C’est un énorme paradoxe. Le réchauffement de la terre est désormais palpable et les scientifiques semblent convenir que l’objectif de le contenir à deux degrés d’ici à la fin du siècle est déjà hors d’atteinte. Les écologistes, qui avaient tiré le signal d’alarme il y a plus de trente ans, avaient raison. Et pourtant, ils piétinent ou reculent électoralement un peu partout. Manifestement ils avaient eu raison avant tout le monde, mais ils ont aussi eu tort. Et ils continuent d’avoir tort lorsqu’ils affirment que la lutte contre le réchauffement est la priorité absolue.

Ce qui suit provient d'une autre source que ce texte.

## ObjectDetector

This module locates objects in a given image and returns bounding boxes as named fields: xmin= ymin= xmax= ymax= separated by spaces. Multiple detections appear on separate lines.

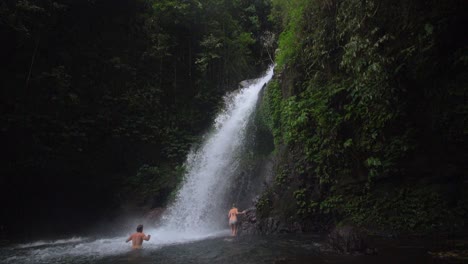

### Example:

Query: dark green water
xmin=0 ymin=235 xmax=445 ymax=264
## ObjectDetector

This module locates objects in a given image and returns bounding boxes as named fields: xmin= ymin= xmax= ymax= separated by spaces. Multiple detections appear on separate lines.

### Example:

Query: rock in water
xmin=326 ymin=225 xmax=376 ymax=254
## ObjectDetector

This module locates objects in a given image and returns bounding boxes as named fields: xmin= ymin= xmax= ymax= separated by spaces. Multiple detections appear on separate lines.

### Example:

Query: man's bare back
xmin=125 ymin=225 xmax=151 ymax=248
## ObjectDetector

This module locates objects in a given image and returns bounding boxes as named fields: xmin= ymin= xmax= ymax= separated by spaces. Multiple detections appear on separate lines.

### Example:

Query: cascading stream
xmin=0 ymin=67 xmax=273 ymax=264
xmin=160 ymin=67 xmax=273 ymax=234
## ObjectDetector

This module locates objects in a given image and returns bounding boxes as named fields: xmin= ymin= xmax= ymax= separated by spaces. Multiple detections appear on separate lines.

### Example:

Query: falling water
xmin=0 ymin=67 xmax=273 ymax=264
xmin=161 ymin=67 xmax=273 ymax=234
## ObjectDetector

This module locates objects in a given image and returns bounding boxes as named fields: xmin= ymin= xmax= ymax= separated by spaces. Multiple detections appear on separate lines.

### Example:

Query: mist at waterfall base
xmin=0 ymin=67 xmax=273 ymax=263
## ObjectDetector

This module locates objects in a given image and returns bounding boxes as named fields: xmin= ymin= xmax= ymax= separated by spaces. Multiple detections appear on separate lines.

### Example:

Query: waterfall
xmin=160 ymin=66 xmax=273 ymax=234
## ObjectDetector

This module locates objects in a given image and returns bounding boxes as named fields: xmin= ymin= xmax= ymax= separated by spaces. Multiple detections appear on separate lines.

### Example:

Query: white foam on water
xmin=4 ymin=67 xmax=273 ymax=263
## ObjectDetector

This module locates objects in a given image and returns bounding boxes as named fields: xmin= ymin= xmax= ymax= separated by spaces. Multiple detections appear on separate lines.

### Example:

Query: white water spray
xmin=0 ymin=67 xmax=273 ymax=264
xmin=161 ymin=67 xmax=273 ymax=235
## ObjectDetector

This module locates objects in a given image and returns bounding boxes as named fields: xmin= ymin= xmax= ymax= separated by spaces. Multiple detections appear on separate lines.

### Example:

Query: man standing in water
xmin=125 ymin=225 xmax=151 ymax=248
xmin=228 ymin=204 xmax=244 ymax=236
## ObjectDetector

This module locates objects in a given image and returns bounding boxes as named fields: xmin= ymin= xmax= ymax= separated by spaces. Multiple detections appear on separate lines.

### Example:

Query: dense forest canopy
xmin=0 ymin=0 xmax=468 ymax=241
xmin=257 ymin=0 xmax=468 ymax=234
xmin=0 ymin=0 xmax=272 ymax=238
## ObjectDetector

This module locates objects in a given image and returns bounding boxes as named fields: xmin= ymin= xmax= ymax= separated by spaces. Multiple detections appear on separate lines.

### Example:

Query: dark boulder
xmin=323 ymin=225 xmax=377 ymax=254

Que ce soit bien clair: le réchauffement est une catastrophe. D’innombrables zones, parfois très peuplées, risquent d’être submergées. Partout les cultures agricoles actuelles vont être remises en cause. La faune et la flore vont être radicalement modifiées et certaines espèces végétales et animales vont sans doute disparaître. Tout ceci aurait pu être évité, tout au moins minoré, si l’on avait réagi il y a trente ans. Plus le temps passe, plus il sera difficile de réduire l’ampleur de la catastrophe à venir.

Décalage de perception

Comment se fait-il donc que les écologistes aient échoué alors qu’aujourd’hui une très forte majorité est convaincue de la réalité du phénomène, même aux Etats-Unis? Un bon moyen de le comprendre est de regarder ce que pensent les gens de l’urgence du problème. Par exemple, tous les six mois un sondage demande aux citoyens de tous les pays de l’Union européenne d’indiquer quelles sont leurs deux préoccupations majeures du moment. Le dernier sondage Eurobaromètre (printemps 2018) fait bien apparaître que le changement climatique est une préoccupation majeure, puisqu’il est cité par 11% des sondés. Mais il n’apparaît qu’à la sixième place derrière, dans l’ordre, l’immigration (38%), le terrorisme (29%), la situation économique (18%), l’état des finances publiques (17%) et le chômage (14%). Depuis 2010, le changement climatique oscille entre la sixième et la septième place, même si le nombre de sondés qui le citent est passé de 5 à 11%. L’opinion est similaire en Suisse selon un sondage SSR-LINK de novembre dernier. Autrement dit, le réchauffement climatique est largement reconnu comme un problème très important, mais pas de la plus haute importance. Lors de sa démission de ministre en France, Nicolas Hulot l’a qualifié de «pire défi que l’humanité a jamais rencontré». C’est ce décalage qui affaiblit les écologistes.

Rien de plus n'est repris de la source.